Feline chronic gingivostomatitis (FCGS) is a severe, painful inflammatory disease affecting the oral cavity of cats. Although the exact cause of FCGS remains unclear, bacteria are suspected to play a significant role in the disease’s pathogenesis. Several studies have investigated the microbial load of the oral cavity of cats suffering from FCGS, shedding light on the genetic and metabolic pathways that may lead to is disease.

In healthy cats, several physical and immune defense mechanisms, including the mucociliary apparatus, alveolar macrophages, and a tightly regulated immune system, work together to maintain the sterility of the lower airways. However, disruptions to these defenses, especially in immunocompromised cats, can lead to bacterial aspiration and increase the risk of respiratory infections. Studies of healthy feline respiratory tracts have identified a diverse, low-biomass microbiota dominated. The proximity of the oral cavity to the lower respiratory tract has suggested a potential continuity between the oral and lung microbiomes. This connection may be a contributing factor in the association between inflammatory diseases, such as FCGS, and respiratory conditions. The aim of this study was to investigate the interaction of the oral microbiome in cats with FCGS with the respiratory microbiome. Twenty-two client-owned cats with clinical signs of FCGS were included in this study. All cats underwent both clinical and oral cavity examination. After anesthesia administration a swab sample from the oral cavity was taken for microbiological examination. Prior to major surgery, each cat underwent tracheobronchoscopy, during which material was obtained with cytology brush for microbiological examination. The oral and respiratory samples were investigated for co-existence of bacteria Escherichia coli, Pseudomonas aeruginosa, Enterobacter aerogenes, Pasteurella multocida and Tannerella forsythia.

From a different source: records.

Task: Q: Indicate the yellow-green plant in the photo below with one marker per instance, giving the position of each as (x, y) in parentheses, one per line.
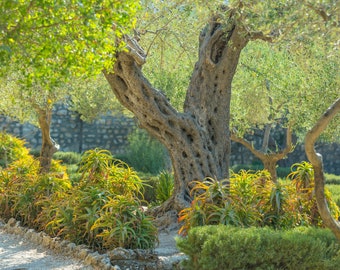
(302, 177)
(11, 149)
(104, 209)
(165, 186)
(252, 199)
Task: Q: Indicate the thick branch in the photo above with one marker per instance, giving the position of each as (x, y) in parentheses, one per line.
(316, 161)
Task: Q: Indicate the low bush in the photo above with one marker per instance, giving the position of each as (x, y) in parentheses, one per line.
(282, 172)
(252, 199)
(145, 154)
(165, 186)
(102, 209)
(11, 149)
(226, 247)
(67, 157)
(332, 179)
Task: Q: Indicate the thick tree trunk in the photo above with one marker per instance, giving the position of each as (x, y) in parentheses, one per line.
(197, 139)
(269, 160)
(48, 147)
(316, 161)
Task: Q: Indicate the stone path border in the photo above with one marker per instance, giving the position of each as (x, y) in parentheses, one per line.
(165, 256)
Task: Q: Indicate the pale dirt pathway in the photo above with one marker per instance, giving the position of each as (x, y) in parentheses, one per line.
(17, 254)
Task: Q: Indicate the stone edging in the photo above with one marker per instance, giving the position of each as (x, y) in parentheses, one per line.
(116, 259)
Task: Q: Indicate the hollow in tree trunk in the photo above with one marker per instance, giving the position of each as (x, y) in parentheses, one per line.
(48, 147)
(198, 139)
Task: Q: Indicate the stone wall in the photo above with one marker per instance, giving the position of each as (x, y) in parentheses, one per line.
(108, 132)
(73, 134)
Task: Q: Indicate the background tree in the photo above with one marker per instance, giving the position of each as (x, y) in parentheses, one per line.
(270, 91)
(197, 136)
(316, 159)
(32, 104)
(48, 43)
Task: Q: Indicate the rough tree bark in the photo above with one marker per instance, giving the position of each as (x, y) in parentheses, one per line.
(316, 161)
(269, 160)
(198, 139)
(48, 147)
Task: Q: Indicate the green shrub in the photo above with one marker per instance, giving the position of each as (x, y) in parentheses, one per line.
(332, 179)
(102, 209)
(145, 154)
(67, 157)
(165, 186)
(335, 193)
(226, 247)
(252, 199)
(282, 172)
(11, 149)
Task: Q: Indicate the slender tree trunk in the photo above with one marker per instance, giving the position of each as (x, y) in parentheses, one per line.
(48, 147)
(316, 161)
(269, 160)
(197, 139)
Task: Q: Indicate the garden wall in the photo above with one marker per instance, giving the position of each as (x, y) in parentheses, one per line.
(110, 132)
(73, 134)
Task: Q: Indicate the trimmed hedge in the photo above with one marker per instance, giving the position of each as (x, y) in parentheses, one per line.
(226, 247)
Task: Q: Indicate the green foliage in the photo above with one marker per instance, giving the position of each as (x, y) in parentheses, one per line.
(145, 154)
(11, 149)
(282, 172)
(227, 247)
(165, 186)
(103, 210)
(252, 199)
(67, 157)
(70, 37)
(332, 179)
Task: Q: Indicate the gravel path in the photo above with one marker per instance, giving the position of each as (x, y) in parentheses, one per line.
(18, 254)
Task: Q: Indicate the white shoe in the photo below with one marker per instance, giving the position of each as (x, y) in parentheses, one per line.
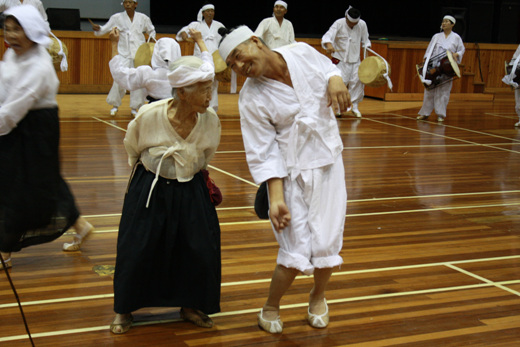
(271, 326)
(319, 321)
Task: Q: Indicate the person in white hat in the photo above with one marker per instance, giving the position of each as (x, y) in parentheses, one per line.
(437, 98)
(132, 25)
(168, 248)
(509, 79)
(36, 204)
(209, 27)
(276, 31)
(343, 41)
(292, 142)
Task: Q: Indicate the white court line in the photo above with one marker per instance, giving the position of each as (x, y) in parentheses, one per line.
(471, 274)
(255, 310)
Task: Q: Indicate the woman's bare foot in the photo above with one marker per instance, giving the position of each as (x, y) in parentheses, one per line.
(196, 317)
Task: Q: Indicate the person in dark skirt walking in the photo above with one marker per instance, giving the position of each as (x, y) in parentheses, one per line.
(168, 247)
(36, 205)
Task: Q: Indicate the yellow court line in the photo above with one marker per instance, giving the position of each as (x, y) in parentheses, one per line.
(255, 310)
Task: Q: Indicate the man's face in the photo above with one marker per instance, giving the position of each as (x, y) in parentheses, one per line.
(350, 24)
(279, 11)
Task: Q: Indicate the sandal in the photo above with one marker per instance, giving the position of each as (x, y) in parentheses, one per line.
(271, 326)
(123, 327)
(319, 321)
(198, 318)
(78, 239)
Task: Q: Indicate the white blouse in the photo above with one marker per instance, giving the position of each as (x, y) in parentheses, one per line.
(27, 82)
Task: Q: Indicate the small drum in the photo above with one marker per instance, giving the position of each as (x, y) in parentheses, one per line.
(222, 71)
(54, 50)
(441, 69)
(372, 70)
(144, 53)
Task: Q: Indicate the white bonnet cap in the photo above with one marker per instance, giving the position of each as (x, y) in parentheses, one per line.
(189, 70)
(35, 27)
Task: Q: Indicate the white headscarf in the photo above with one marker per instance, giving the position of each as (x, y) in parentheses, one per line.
(281, 3)
(233, 39)
(353, 20)
(165, 52)
(204, 8)
(35, 27)
(189, 70)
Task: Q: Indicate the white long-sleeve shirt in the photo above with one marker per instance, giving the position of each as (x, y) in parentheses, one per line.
(6, 4)
(27, 82)
(209, 34)
(274, 34)
(286, 130)
(131, 31)
(347, 42)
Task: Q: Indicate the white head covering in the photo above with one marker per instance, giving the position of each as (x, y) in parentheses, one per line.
(233, 39)
(281, 3)
(204, 8)
(353, 20)
(35, 27)
(189, 70)
(451, 18)
(165, 52)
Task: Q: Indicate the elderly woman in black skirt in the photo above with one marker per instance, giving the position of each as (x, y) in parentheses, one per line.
(36, 205)
(168, 248)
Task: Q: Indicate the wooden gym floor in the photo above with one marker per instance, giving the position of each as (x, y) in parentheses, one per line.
(431, 247)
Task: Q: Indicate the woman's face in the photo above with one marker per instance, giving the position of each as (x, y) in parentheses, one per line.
(199, 96)
(15, 37)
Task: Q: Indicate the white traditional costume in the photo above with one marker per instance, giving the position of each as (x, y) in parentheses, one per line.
(439, 97)
(131, 37)
(168, 219)
(508, 79)
(347, 44)
(211, 39)
(155, 78)
(274, 34)
(291, 133)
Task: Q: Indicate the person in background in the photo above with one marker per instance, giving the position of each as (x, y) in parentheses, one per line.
(438, 97)
(36, 205)
(131, 25)
(343, 41)
(276, 31)
(209, 27)
(292, 142)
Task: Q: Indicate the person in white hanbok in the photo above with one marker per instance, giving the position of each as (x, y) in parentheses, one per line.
(154, 78)
(509, 79)
(36, 204)
(343, 41)
(293, 143)
(437, 98)
(132, 25)
(276, 31)
(208, 26)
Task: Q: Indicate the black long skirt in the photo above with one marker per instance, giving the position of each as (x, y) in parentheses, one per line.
(168, 255)
(36, 205)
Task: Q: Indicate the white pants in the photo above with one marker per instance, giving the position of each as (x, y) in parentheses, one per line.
(437, 99)
(317, 201)
(349, 73)
(116, 93)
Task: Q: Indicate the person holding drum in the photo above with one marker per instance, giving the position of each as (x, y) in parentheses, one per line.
(513, 79)
(343, 42)
(210, 33)
(438, 97)
(131, 25)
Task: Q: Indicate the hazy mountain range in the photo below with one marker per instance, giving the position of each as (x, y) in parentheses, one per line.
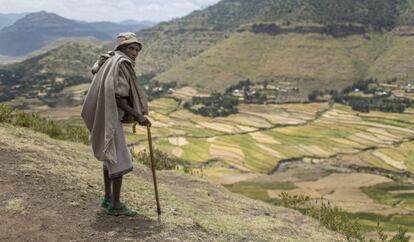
(312, 44)
(36, 30)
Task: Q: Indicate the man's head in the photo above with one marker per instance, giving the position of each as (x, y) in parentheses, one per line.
(131, 50)
(129, 44)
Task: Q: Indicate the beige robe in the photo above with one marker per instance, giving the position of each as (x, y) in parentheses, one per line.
(115, 76)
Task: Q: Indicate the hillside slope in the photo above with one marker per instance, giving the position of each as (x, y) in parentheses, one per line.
(303, 55)
(66, 65)
(52, 193)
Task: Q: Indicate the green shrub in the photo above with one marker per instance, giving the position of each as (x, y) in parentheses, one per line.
(5, 113)
(161, 159)
(78, 134)
(335, 218)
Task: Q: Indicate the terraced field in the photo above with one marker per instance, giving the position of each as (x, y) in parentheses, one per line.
(327, 141)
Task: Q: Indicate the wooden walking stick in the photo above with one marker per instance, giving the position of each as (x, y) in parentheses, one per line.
(154, 177)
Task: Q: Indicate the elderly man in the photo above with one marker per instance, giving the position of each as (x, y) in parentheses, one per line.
(115, 97)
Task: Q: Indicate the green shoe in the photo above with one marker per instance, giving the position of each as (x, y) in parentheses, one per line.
(122, 210)
(105, 202)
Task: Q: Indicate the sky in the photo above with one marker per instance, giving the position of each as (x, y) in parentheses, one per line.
(108, 10)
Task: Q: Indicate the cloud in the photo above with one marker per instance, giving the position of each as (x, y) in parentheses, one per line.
(108, 10)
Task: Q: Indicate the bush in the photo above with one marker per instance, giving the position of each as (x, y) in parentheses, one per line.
(335, 219)
(162, 160)
(5, 113)
(78, 134)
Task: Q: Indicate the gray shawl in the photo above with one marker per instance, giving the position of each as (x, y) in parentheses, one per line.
(100, 112)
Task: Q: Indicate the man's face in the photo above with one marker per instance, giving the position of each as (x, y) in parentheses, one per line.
(132, 50)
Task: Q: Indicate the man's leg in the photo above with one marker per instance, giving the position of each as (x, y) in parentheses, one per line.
(116, 191)
(107, 183)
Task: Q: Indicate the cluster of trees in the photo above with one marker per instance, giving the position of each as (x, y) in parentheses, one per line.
(215, 105)
(364, 103)
(257, 96)
(375, 13)
(156, 89)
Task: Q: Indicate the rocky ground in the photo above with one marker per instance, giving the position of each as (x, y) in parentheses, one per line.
(51, 191)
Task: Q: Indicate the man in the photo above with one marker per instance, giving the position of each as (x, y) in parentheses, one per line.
(115, 97)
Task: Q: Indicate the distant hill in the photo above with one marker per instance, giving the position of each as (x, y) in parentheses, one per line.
(312, 43)
(7, 19)
(113, 29)
(173, 42)
(66, 65)
(35, 30)
(307, 56)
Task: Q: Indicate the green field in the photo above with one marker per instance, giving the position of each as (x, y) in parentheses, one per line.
(240, 150)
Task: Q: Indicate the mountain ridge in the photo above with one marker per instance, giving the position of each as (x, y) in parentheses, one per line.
(46, 171)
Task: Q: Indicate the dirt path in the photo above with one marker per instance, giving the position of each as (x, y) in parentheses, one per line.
(41, 207)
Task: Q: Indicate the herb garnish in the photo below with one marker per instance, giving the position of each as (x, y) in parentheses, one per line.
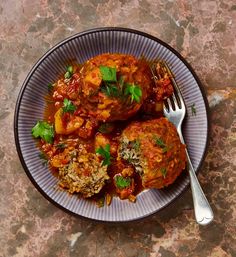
(68, 106)
(105, 153)
(134, 91)
(122, 182)
(193, 110)
(113, 88)
(43, 130)
(163, 172)
(69, 72)
(160, 143)
(108, 73)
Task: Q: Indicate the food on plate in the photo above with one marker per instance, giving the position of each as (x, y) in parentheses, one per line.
(154, 149)
(104, 134)
(114, 86)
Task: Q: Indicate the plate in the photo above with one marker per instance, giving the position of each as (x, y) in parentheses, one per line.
(80, 47)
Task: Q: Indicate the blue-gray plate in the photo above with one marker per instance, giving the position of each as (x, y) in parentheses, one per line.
(80, 47)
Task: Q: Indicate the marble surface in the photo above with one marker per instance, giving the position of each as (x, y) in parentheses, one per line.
(204, 33)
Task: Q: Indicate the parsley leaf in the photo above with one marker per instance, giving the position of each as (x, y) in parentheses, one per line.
(68, 106)
(163, 172)
(108, 74)
(121, 182)
(135, 144)
(105, 153)
(69, 72)
(134, 91)
(110, 90)
(43, 130)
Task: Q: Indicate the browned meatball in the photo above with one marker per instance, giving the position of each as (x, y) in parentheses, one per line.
(113, 100)
(155, 150)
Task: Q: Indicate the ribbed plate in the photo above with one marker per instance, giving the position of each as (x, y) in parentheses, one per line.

According to our preliminary results, Enterobacter aerogenes, Pasteurella multocida and Tannerella forsythia.appear to be present in both the respiratory tract and the oral cavity. The interaction between the oral and respiratory microbiome in cats provides critical information on the relationship between FCGS and respiratory diseases. While the etiology of FCGS is not fully specified, it is likely that bacteria may play a role in its evolution. The similarities of the oral and respiratory microbiota, combined with impaired immune defenses, highlights a possible link between the oral cavity microbiome and the respiratory microbiome in cats with FCGS. Further research regarding the microbial environment of both the oral cavity and respiratory tract will be necessary to understand the full extent of these interactions and to improve treatment strategies for cats with FCGS and other inflammatory diseases of the oral cavity.